We’re already familiar with the Super Resolution tech that upscales a lower-resolution image to our monitor’s native resolution. Now the A.I. scans two consecutive frames, adds motion vectors to decide which bits of the image are moving and to where and then generates an entirely new image to sit between the two ‘real’ frames. Between Super Resolution and Frame Generation, the A.I. in DLSS 3 is rendering 7 out of 8 pixels in the on-screen image, taking the strain away from the native hardware and providing a potentially huge boost in framerate.
A huge boost? How huge? Well, I haven’t got first-hand experience but the claims from Nvidia are astonishing. Taking Cyberpunk 2077 as an example, they’ve released footage that shows the average framerate almost triples after enabling DLSS 3. That’s with all the bells and whistles turned on!
Running on the powerhouse RTX 4090m Nvidia claim increases from mid-40 FPS to almost 150 FPS! This makes the upgrade from a 30-series GPU to a 40-series seem like one hell of a leap when compared to the relatively mundane step from the 20-series to the 30-series.
The RTX 4090 is a massively powerful piece of kit even without its A.I. box of tricks but it costs four figures, an insane amount for the average gamer. Those of us with shallower pockets need to keep an eye on the 4060 and 4070 GPUs to see if they return similar increases with DLSS 3, particularly at 1080p and 1440p.
One criticism of the new tech, like a lot of criticism aimed at A.I.-powered images, is that it’s not real. If DLSS 3 creates fake frames between 2 real frames it gives the impression of greater FPS but the extra images aren’t real.
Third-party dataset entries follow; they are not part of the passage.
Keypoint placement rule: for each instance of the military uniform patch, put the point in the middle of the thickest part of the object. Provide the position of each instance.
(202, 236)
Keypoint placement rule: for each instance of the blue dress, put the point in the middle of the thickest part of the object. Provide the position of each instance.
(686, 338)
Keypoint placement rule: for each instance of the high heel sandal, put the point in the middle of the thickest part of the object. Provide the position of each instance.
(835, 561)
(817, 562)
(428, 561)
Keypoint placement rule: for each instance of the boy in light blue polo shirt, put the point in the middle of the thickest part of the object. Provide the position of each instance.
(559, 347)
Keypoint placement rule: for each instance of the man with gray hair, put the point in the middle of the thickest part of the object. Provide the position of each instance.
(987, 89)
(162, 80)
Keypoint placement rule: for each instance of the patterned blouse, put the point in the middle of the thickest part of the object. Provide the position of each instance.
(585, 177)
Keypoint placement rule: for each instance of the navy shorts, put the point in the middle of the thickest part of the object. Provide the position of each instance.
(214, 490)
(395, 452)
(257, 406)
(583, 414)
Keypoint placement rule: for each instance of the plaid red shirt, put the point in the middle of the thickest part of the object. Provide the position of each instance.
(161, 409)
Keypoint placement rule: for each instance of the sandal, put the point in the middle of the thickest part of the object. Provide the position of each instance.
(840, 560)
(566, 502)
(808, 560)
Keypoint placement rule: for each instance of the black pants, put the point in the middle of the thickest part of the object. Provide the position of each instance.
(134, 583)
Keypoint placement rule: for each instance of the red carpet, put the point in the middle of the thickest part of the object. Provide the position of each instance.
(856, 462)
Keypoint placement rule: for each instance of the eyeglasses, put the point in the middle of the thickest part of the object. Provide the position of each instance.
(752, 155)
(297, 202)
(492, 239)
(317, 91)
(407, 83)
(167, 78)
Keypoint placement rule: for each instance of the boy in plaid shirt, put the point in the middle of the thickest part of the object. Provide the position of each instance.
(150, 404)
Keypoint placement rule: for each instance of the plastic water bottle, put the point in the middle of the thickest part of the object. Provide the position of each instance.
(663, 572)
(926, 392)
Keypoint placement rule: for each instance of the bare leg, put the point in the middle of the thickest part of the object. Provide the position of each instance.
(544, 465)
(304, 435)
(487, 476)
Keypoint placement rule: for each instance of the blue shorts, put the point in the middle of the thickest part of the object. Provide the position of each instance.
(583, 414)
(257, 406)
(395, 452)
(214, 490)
They’re best guesses at what might happen in between.
Does it matter if the extra frames aren’t real if you can’t tell the difference? And does it matter if the card can produce these images faster than the human eye can detect? Isn’t it a good thing that a card equipped with DLSS 3 can produce 60 FPS gaming without stressing the GPU and without requiring a small solar farm to feed its insatiable appetite for power?
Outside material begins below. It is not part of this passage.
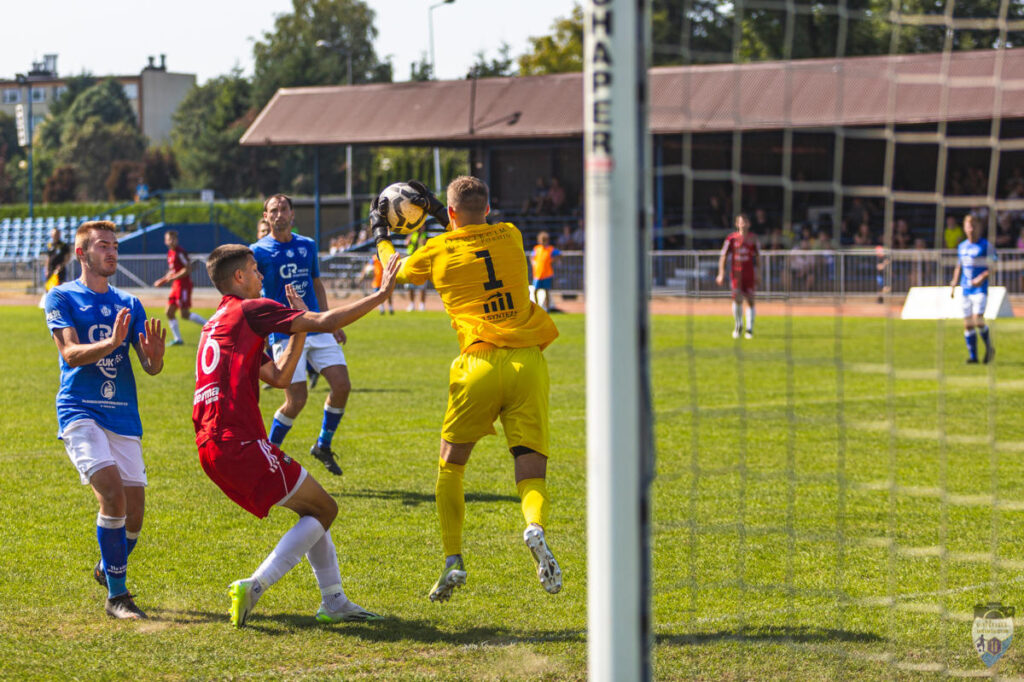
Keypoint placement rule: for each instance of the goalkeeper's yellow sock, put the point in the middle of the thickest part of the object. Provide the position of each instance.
(451, 505)
(534, 493)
One thing’s for sure, the stand-out feature of the RTX cards is not the one they were originally sold on. You can take your ray tracing and shove it where the perfectly rendered sun doesn’t shine. Ask me to pick a side in Ray Tracing vs DLSS and I’ll take every bit of DLSS-assisted performance boost you can give me.
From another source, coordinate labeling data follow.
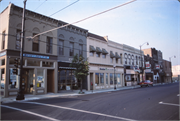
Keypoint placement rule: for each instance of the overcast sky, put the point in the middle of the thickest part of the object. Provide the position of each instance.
(153, 21)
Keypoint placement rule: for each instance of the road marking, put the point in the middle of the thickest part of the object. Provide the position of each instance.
(29, 112)
(169, 104)
(89, 112)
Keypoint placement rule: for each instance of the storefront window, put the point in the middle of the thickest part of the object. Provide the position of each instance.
(118, 79)
(3, 62)
(106, 78)
(47, 64)
(111, 79)
(102, 78)
(2, 79)
(97, 79)
(11, 61)
(33, 63)
(40, 77)
(13, 79)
Nvidia has only just started with DLSS 3. There’ll be plenty of driver updates to come and we’ll see support for DLSS 3 spreading further into the PC games library. Our games will gradually become more playable, more efficient, and capable of running at higher resolutions on lesser hardware. That ultimately means PC gaming gets cheaper! Surely that’s worth far more than a few shiny reflections on a damp city street?